“Know-Nothings”, “Know-Not-Enoughs”, Breastfeeding, Obesity, Food

The “Know-Nothings” has always been my favorite name for an American political movement.  It just seems so forthright. (In fact, the 1850s movement got its name not because of the self-awareness of its members but because, if questioned about their affiliation, they were supposed to answer, “I know nothing.”)

Realistically, no one today is likely to adopt a name as truthful as that, even sarcastically.    I’d settle for a movement called the “Know-Not-Enoughs.”

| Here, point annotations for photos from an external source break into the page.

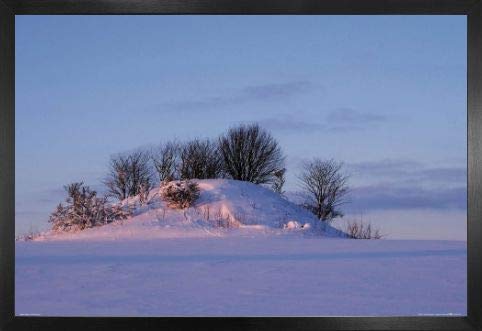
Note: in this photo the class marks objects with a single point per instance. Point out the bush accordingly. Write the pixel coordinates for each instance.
(251, 154)
(359, 230)
(180, 194)
(83, 209)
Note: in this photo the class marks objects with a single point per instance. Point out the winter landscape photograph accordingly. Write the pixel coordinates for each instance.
(240, 166)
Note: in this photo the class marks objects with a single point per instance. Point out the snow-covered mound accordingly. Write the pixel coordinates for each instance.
(224, 207)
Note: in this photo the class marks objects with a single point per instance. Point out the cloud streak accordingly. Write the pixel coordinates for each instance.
(254, 93)
(340, 120)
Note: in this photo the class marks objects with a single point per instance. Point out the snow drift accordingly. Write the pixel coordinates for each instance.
(224, 207)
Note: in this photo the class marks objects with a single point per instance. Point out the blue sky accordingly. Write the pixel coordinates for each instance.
(384, 94)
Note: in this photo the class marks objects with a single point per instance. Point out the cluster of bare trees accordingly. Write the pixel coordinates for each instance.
(129, 175)
(247, 153)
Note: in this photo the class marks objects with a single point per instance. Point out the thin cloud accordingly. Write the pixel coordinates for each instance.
(409, 172)
(254, 93)
(290, 124)
(385, 197)
(345, 116)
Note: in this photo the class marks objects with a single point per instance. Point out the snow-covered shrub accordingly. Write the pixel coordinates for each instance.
(250, 153)
(83, 209)
(360, 230)
(180, 194)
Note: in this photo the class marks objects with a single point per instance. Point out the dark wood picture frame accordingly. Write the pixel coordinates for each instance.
(471, 8)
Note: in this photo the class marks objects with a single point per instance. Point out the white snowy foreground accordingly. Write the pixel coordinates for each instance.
(268, 258)
(241, 276)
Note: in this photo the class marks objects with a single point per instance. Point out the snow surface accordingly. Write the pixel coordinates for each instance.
(273, 260)
(261, 275)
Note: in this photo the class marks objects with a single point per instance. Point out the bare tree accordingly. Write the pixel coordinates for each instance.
(166, 160)
(325, 186)
(250, 153)
(199, 159)
(129, 174)
(279, 181)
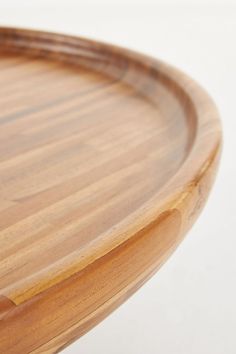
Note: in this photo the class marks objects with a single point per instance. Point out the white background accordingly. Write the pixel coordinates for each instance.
(189, 307)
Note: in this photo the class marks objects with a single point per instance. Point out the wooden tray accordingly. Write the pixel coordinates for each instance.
(106, 159)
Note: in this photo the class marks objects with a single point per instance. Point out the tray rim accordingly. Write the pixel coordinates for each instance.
(184, 180)
(184, 190)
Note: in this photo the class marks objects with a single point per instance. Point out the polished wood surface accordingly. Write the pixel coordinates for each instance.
(106, 160)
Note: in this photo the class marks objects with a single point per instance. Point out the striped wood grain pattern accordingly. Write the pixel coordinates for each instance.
(106, 159)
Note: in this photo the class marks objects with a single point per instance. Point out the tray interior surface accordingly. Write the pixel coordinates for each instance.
(80, 151)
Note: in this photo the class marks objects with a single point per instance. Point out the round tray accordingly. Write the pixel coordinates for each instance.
(106, 159)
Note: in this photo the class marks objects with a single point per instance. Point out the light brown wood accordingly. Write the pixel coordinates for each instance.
(106, 160)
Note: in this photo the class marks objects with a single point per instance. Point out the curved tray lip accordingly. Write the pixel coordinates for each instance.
(204, 150)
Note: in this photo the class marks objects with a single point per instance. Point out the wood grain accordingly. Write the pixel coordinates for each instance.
(106, 159)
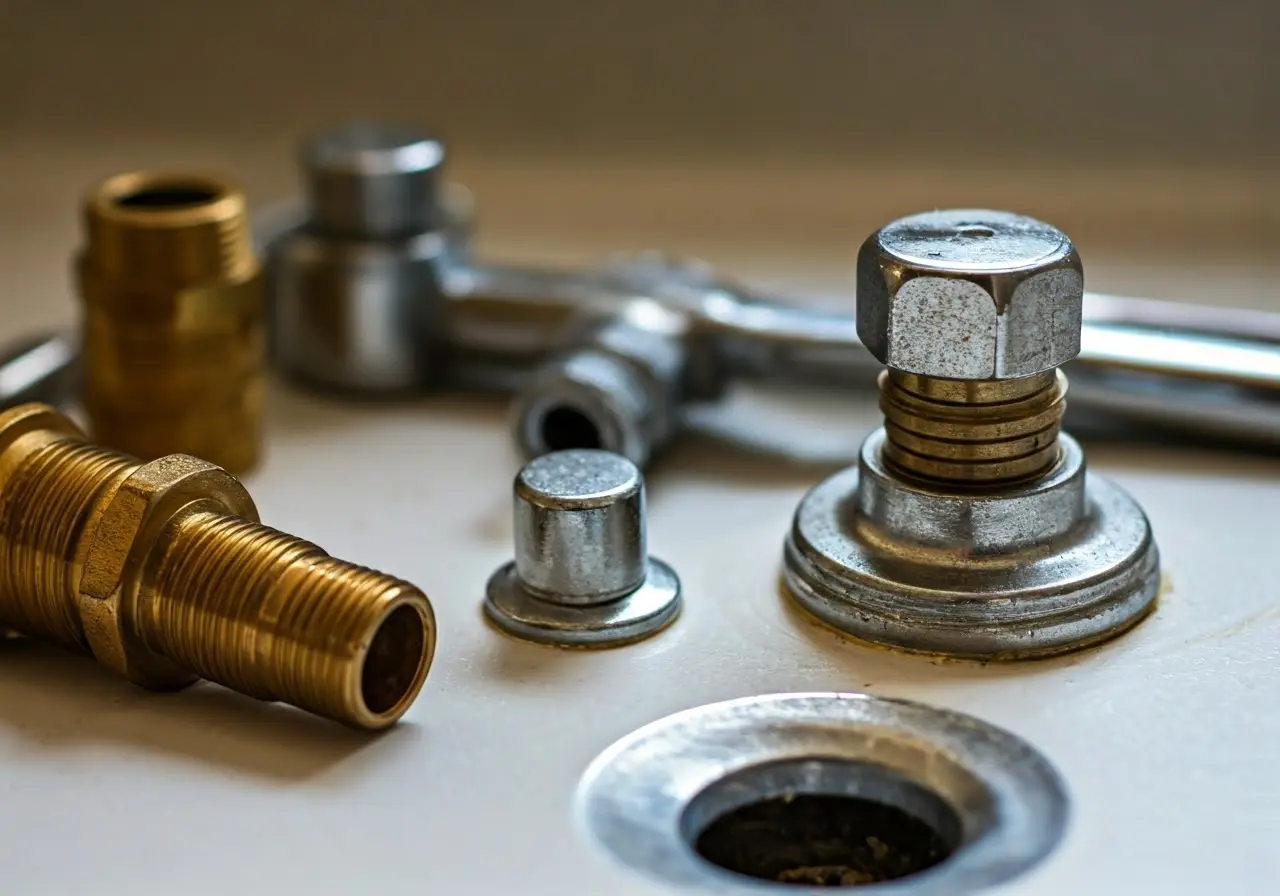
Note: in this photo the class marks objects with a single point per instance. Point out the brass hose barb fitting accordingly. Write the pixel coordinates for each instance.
(163, 572)
(173, 324)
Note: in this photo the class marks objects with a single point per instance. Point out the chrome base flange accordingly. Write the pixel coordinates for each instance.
(515, 609)
(1055, 566)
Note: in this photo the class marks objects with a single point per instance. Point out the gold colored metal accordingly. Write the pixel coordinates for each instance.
(163, 572)
(173, 329)
(972, 432)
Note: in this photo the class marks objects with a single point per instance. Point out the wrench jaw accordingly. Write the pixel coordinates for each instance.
(622, 391)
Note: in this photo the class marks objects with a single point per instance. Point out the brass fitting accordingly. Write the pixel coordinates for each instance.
(163, 572)
(173, 325)
(973, 432)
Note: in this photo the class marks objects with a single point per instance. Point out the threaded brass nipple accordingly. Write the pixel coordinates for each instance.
(173, 328)
(164, 575)
(972, 432)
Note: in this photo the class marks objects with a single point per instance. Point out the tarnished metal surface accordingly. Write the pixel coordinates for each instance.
(969, 526)
(970, 293)
(1027, 572)
(648, 796)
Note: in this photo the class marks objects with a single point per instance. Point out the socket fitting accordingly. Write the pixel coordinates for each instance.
(970, 526)
(173, 325)
(357, 291)
(581, 575)
(163, 574)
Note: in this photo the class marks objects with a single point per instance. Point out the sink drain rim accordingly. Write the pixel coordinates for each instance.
(1010, 801)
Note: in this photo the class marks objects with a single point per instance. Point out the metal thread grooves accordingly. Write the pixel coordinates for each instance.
(135, 562)
(173, 327)
(44, 506)
(272, 615)
(972, 433)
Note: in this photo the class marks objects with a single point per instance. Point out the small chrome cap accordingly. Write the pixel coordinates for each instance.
(581, 575)
(369, 181)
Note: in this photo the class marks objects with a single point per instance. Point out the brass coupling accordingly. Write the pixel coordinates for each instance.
(173, 324)
(163, 572)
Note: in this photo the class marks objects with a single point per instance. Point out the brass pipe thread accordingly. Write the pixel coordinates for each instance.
(173, 319)
(163, 572)
(972, 432)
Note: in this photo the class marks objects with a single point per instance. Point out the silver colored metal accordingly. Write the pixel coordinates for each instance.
(369, 181)
(583, 575)
(622, 387)
(356, 291)
(1033, 571)
(937, 565)
(997, 801)
(374, 291)
(970, 293)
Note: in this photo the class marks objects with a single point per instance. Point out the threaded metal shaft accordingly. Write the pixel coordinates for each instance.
(173, 329)
(270, 615)
(972, 433)
(214, 594)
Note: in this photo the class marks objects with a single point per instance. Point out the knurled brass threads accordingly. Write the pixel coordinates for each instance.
(173, 329)
(164, 575)
(972, 432)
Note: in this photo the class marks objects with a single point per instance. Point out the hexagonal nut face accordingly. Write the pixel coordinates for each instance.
(970, 295)
(119, 545)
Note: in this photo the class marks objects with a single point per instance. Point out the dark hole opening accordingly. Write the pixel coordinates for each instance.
(568, 428)
(161, 197)
(822, 841)
(822, 823)
(393, 659)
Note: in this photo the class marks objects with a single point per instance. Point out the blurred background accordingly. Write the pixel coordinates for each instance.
(768, 137)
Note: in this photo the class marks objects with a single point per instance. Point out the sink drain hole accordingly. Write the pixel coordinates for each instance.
(821, 822)
(566, 428)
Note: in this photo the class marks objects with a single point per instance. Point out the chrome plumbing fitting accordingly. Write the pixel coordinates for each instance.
(970, 526)
(356, 289)
(581, 575)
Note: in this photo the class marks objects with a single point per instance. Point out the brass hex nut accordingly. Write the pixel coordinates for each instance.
(118, 548)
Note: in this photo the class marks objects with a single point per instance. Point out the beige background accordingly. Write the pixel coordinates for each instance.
(766, 136)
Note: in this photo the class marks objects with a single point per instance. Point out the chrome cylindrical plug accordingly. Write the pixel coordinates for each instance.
(581, 575)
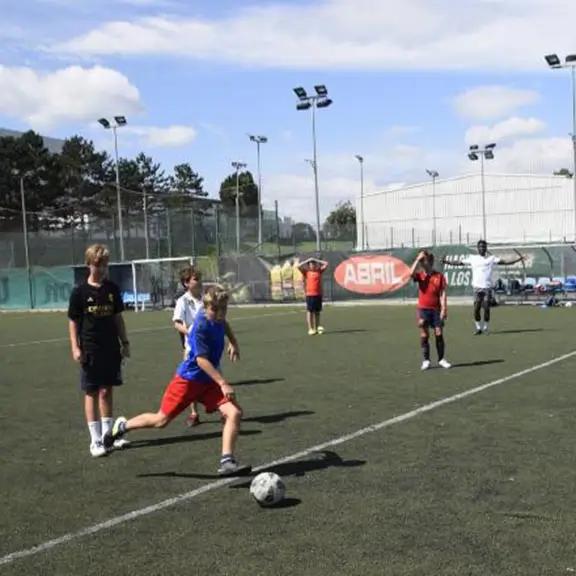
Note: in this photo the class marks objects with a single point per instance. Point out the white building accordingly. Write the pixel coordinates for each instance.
(519, 209)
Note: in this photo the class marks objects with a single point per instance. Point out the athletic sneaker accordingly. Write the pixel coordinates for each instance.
(97, 450)
(117, 432)
(230, 467)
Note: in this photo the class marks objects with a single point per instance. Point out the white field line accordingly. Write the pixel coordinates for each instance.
(140, 330)
(210, 486)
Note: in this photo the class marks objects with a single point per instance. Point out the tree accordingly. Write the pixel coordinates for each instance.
(248, 193)
(563, 172)
(184, 186)
(341, 222)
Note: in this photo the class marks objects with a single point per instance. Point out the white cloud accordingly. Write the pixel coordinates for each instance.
(45, 99)
(169, 137)
(492, 102)
(344, 34)
(511, 128)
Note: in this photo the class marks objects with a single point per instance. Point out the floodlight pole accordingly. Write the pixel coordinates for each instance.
(433, 174)
(259, 140)
(114, 125)
(362, 234)
(312, 101)
(238, 166)
(555, 63)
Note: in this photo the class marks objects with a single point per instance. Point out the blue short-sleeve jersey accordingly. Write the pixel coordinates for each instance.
(207, 339)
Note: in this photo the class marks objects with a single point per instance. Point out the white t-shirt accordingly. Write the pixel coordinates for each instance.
(185, 311)
(482, 267)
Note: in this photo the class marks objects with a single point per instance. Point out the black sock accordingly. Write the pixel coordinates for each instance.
(440, 346)
(425, 345)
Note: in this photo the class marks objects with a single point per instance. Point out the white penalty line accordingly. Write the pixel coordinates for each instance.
(139, 330)
(209, 487)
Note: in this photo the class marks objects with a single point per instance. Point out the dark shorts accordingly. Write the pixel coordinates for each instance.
(429, 318)
(100, 370)
(314, 303)
(483, 294)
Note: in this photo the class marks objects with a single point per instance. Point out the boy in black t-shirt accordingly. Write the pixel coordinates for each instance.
(99, 343)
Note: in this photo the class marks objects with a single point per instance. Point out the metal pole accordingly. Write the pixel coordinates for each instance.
(434, 229)
(484, 237)
(363, 240)
(118, 196)
(574, 143)
(316, 194)
(26, 246)
(238, 210)
(259, 196)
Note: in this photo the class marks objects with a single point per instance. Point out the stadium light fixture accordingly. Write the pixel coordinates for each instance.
(312, 102)
(259, 140)
(486, 153)
(120, 122)
(555, 63)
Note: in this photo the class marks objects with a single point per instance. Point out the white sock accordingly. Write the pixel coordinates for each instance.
(107, 425)
(95, 432)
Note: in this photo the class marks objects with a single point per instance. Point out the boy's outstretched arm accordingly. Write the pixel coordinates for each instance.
(233, 346)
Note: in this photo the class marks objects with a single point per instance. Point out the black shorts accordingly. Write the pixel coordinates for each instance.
(100, 370)
(314, 303)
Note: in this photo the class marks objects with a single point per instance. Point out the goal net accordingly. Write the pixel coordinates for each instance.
(155, 282)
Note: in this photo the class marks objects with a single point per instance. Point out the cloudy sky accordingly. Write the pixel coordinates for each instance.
(414, 82)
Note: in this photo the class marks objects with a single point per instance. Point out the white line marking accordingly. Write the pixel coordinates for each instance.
(138, 330)
(209, 487)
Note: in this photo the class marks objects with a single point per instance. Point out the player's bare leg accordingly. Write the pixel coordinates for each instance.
(425, 345)
(232, 414)
(319, 327)
(477, 317)
(440, 347)
(94, 424)
(486, 313)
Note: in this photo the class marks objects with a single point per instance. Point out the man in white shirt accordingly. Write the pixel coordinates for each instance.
(482, 265)
(187, 306)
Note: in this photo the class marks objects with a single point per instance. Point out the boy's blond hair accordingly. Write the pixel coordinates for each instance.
(97, 255)
(215, 297)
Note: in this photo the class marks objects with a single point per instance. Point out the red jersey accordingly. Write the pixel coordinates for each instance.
(313, 282)
(430, 287)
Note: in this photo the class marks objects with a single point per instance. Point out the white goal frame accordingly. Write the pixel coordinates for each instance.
(134, 263)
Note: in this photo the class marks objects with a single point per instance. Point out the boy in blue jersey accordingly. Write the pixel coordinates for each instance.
(198, 379)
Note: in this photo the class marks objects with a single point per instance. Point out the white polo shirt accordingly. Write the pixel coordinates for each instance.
(482, 268)
(185, 311)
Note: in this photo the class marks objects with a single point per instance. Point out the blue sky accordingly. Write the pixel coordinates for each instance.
(413, 83)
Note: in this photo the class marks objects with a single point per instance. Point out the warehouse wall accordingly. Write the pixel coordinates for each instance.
(519, 209)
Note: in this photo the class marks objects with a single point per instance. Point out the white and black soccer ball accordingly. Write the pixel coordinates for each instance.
(268, 489)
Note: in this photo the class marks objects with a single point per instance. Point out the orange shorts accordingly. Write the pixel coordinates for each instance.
(180, 393)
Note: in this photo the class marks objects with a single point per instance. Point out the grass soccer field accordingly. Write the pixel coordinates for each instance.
(389, 471)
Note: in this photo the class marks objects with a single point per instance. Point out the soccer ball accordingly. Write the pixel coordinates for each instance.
(268, 489)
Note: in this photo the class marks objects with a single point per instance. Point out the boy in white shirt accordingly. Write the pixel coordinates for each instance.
(187, 306)
(482, 265)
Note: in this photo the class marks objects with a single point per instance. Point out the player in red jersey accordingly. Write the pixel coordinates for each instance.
(432, 306)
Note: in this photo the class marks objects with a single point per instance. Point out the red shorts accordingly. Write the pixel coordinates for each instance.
(180, 393)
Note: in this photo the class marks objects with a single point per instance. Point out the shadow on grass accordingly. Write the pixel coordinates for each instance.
(477, 363)
(255, 381)
(296, 468)
(279, 417)
(135, 444)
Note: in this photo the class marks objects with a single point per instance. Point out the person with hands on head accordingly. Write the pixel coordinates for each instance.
(482, 265)
(312, 271)
(99, 344)
(432, 306)
(199, 379)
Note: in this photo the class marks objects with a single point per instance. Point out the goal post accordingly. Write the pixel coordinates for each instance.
(155, 282)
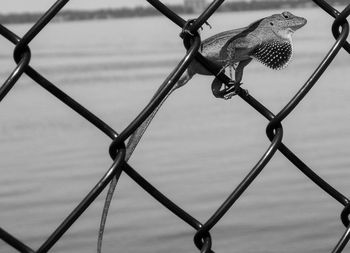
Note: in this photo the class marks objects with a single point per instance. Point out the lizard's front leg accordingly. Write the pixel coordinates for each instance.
(233, 87)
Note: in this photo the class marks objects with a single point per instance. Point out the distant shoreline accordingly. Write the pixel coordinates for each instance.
(74, 15)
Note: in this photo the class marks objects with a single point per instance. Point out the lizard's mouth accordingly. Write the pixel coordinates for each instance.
(299, 25)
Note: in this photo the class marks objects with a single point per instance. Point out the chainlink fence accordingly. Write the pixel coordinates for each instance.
(190, 36)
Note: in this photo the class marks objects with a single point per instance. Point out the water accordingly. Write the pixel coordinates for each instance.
(196, 151)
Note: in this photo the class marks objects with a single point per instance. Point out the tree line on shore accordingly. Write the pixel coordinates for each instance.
(72, 15)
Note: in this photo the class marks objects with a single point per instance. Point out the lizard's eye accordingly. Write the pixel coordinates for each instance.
(285, 15)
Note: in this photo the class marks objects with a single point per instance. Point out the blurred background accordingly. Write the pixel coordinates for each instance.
(196, 151)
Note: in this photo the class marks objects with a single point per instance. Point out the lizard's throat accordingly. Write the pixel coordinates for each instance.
(274, 54)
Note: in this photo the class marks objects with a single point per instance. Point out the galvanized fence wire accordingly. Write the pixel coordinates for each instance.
(191, 38)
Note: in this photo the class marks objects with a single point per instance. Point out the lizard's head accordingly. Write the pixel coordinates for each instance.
(276, 48)
(284, 24)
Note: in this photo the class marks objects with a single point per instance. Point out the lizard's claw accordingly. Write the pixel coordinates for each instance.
(206, 22)
(226, 91)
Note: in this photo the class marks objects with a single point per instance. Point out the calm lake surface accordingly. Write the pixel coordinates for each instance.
(196, 151)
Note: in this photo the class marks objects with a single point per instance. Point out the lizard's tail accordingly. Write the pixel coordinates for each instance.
(130, 147)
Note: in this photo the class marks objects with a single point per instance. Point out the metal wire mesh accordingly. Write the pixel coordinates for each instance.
(274, 130)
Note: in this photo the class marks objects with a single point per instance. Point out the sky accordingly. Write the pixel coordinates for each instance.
(15, 6)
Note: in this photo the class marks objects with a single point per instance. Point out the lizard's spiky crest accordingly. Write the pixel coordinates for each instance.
(274, 54)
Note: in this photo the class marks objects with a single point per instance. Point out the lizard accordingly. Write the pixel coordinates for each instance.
(267, 40)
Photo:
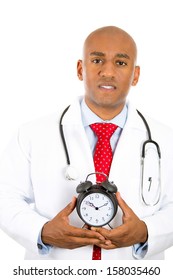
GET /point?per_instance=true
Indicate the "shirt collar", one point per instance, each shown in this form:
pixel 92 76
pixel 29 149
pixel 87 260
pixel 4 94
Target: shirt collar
pixel 88 117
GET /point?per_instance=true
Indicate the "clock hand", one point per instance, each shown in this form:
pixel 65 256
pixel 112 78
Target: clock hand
pixel 90 204
pixel 103 205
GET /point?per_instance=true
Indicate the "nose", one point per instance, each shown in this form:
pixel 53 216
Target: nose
pixel 107 70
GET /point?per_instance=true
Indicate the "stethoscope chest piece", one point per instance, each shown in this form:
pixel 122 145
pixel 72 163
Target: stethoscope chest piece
pixel 71 173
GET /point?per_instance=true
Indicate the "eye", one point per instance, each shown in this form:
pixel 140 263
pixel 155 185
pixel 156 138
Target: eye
pixel 97 61
pixel 121 63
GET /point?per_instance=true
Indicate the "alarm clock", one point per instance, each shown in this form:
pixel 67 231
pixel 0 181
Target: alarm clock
pixel 96 204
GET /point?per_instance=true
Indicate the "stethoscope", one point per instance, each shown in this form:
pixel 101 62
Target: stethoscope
pixel 150 189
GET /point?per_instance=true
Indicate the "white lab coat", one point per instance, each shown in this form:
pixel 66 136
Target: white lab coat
pixel 33 188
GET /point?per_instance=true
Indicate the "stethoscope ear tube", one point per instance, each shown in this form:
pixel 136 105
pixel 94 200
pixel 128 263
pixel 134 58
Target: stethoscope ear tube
pixel 152 142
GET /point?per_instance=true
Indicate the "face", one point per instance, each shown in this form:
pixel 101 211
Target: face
pixel 108 70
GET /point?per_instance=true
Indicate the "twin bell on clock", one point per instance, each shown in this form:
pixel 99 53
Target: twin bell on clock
pixel 97 204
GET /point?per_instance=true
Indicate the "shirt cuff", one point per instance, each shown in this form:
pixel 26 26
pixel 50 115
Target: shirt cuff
pixel 43 249
pixel 140 250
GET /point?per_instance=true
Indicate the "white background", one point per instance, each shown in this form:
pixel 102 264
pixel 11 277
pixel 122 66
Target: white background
pixel 40 43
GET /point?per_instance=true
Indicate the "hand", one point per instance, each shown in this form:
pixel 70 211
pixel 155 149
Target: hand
pixel 132 231
pixel 58 232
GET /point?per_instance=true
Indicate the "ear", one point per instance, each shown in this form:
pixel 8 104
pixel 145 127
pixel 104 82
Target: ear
pixel 136 75
pixel 79 70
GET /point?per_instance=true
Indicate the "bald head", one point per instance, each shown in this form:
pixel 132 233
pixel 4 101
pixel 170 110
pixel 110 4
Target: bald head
pixel 109 34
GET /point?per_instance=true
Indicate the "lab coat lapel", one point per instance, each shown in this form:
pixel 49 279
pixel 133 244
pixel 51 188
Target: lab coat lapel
pixel 125 169
pixel 77 142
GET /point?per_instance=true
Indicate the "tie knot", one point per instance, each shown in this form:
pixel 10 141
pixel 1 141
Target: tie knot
pixel 103 130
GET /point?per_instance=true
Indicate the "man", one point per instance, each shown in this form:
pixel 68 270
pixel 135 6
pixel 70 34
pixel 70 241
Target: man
pixel 32 168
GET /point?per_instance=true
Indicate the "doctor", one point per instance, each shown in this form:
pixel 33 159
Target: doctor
pixel 37 197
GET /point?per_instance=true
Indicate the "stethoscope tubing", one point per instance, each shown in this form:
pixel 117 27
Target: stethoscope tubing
pixel 148 141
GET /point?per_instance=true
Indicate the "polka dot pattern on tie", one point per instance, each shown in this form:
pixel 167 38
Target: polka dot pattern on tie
pixel 103 151
pixel 102 160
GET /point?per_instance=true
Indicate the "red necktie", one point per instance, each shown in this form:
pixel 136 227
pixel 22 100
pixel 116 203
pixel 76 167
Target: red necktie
pixel 102 160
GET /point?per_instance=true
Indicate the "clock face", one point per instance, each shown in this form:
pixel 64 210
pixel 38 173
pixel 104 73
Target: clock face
pixel 97 209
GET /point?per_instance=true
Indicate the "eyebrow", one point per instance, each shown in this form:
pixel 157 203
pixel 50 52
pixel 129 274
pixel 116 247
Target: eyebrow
pixel 119 55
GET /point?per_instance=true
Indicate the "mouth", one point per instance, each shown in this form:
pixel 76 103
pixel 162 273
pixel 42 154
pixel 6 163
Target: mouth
pixel 107 87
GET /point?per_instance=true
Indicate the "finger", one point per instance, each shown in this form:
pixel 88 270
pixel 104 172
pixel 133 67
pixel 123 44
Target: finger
pixel 103 231
pixel 123 205
pixel 84 233
pixel 69 208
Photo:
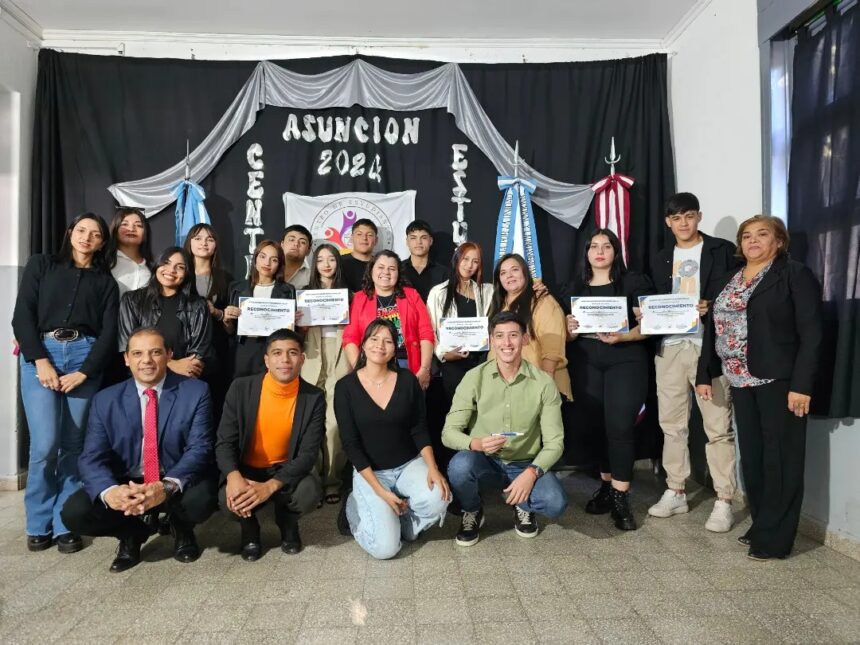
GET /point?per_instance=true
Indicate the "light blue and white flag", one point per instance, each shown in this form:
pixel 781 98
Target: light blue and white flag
pixel 516 229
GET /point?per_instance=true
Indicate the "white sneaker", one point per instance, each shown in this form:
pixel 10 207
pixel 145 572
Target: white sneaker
pixel 721 518
pixel 670 504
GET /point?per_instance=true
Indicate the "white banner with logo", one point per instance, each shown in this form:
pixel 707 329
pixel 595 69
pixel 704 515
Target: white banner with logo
pixel 329 218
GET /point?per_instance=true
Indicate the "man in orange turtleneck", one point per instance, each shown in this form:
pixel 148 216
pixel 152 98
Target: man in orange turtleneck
pixel 268 442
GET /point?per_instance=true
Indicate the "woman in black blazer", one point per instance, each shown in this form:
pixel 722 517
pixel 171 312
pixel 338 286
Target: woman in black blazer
pixel 266 281
pixel 766 330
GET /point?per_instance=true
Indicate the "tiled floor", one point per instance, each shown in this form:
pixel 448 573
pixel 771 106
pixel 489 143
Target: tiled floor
pixel 579 581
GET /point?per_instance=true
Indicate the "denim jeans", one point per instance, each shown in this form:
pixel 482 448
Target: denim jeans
pixel 57 423
pixel 469 471
pixel 375 526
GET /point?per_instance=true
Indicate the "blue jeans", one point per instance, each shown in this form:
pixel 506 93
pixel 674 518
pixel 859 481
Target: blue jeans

This comes up for me today not in the context of politics, but health.   It’s raised by two unrelated articles in the Times – one about new discoveries of further merits of breastfeeding (“Breast Milk Sugars Give Infants A Protective Coat” by Nicholas Wade); and one about the unsolved problem of the rising rates of obesity in the U.S. (“Obesity Rates Keep Rising, Troubling Health Officials” by Denise Grady.)

The breastfeeding article talks about how undigested complex sugars in breastmilk have now been found to play an important role in providing beneficial intestinal bacteria for infants.  The findings have made the researchers more sharply aware of the evolutionary miracle that is breastmilk:  “It’s all there for a purpose, though we’re still figuring out what that purpose is,” Dr. [David] Mills said. “So for God’s sake, please breast-feed.”

I have always been a major proponent of breastfeeding but the doctor’s strong urging still surprised me.  For many years, health professionals seem to have routinely mentioned the benefits of breastfeeding, but then everyone seemed to quickly change the subject to personal preferences.  No one wanted to make a new mother feel guilty or pressured; no one wanted to step on cultural toes, even if they were not traditional cultural toes. especially if the preferences seemed to correlate to any ethnic group or educational level.  There has been a feeling, as in much of dialogue about just about everything, that everyone was entitled to their opinion or preference, and that all of these opinions and preferences were wonderfully equal on some vast universal scale.

I don’t let scientists off the hook.  When I grew up, scientists creating and even pushing infant formulas  were the opposite of “Know-Not-Enoughs.”

Now, among other things, we have a society that’s obese.   Putting aside any specific causal connection between the reduction in breastfeeding and obesity, there are certainly parallels between the substitution of formula for breastmilk, and the replacement of fresh, traditional foods, with fake “know-everything” food.  For the last few decades, people have eaten as if food could be manufactured, and as if such manufactured foods could satisfy all nutritional needs (which were also considered to be more or less known.)

No wonder people eat and eat;  no wonder flesh clings to what it ingests.  Bodies seem to know something is missing, but not where or how to get it.